April 2 Sermon

“Breath of Life”
A reflection by Rev. Dr. Thom Bower
For April 2 2017, the Fifth Sunday of Lent
Based on Ezekiel 37:1-14 and John 11:1-17

I usually present these kind of object lessons as part of the children’s time, but this seem liked a good sermon illustration. I’ve brought balloons with me. (toss uninflated balloons) That wasn’t much fun. It is as though they are missing something.

But that’s OK: I also brought … Beach Balls! (toss uninflated beach balls) That wasn’t much fun. It is as though they are missing something.

But that’s OK – I brought my wife’s favorite thing with me today: bubble juice. Yes, you can see she loves bubble juice so much that we buy it by the gallon. (pour bubble juice into bowl.) I honestly don’t know what my wife sees in bubbles. This isn’t much fun. It is as though they are missing something.

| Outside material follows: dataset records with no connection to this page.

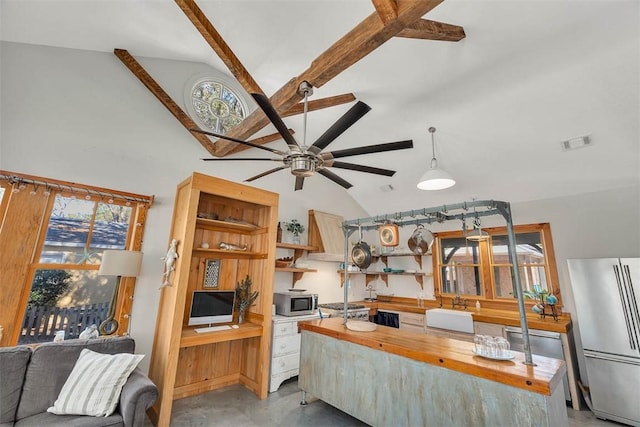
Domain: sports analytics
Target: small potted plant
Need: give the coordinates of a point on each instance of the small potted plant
(296, 228)
(244, 297)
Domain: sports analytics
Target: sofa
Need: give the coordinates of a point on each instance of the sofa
(31, 380)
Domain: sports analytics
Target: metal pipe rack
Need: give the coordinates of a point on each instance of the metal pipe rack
(454, 212)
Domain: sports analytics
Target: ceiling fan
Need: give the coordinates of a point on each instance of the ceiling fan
(303, 160)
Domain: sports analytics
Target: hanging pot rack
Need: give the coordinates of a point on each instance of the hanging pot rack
(440, 214)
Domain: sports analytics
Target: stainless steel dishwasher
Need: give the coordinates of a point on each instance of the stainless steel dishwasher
(543, 343)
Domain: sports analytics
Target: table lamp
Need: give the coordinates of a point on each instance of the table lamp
(117, 263)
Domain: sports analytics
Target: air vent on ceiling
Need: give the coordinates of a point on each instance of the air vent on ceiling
(575, 143)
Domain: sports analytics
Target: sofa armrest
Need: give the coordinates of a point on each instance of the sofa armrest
(138, 394)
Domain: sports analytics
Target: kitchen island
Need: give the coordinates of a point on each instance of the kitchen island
(391, 377)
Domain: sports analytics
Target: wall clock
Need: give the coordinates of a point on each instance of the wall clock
(389, 235)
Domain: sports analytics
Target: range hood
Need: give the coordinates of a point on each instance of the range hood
(325, 233)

I wonder how we could get more life into these toys: these balloons, these beach balls, these bubbles. Wait: here’s a note from my wife. “Thom: remember to use your breath.”

Breath WOULD make these bubbles better. Breath WOULD improve these beach balls. What was I thinking? Of course balloons need breath. (Toss inflated balloons into congregation)

You probably already know that the Hebrew word for spirit can also be translated as breath. That same word can also be translated as wind. So God’s command to Ezekiel to prophesy it could be translated as “prophesy to the wind” or “prophesy to the spirit” or “prophesy to the breath.”

For the people to whom Ezekiel is speaking, this is a promise of restoration, a promise of new life, promise of social transformation. The image of bones receiving flesh and taking a deep breath of spirit was understood as a promise of things to happen at Judgment Day. What Ezekiel does different is to take the promise of new life at some far off someday in the future and make the promise of God’s presence as close as our own breath.

So I’d like us to celebrate that fact that we are breathing this morning. (Isn’t it good news to know you are breathing today? I take it as good news that I am breathing, and I am glad to be here breathing with all of you who are breathing.) I’d like us to use our breath as a starting place for pray.

I’m going to ask you to take a deep breath – I’m not asking you to do anything that would cause you to hurt yourself. What is a deep breath for me may be an impossible breath for you – so you just take what is for you to be a deep breath. OK, on the count of three, take a deep slow breath (1-2-3) and then slowly let it out.

Take another deep breath and thank God for the spirit that fills you and breath out slowly thanking God for another chance to be full of faith.

And one more deep breath and remember the promises of God for liveliness, and as you let it out thank God for the reminders of grace that surround us.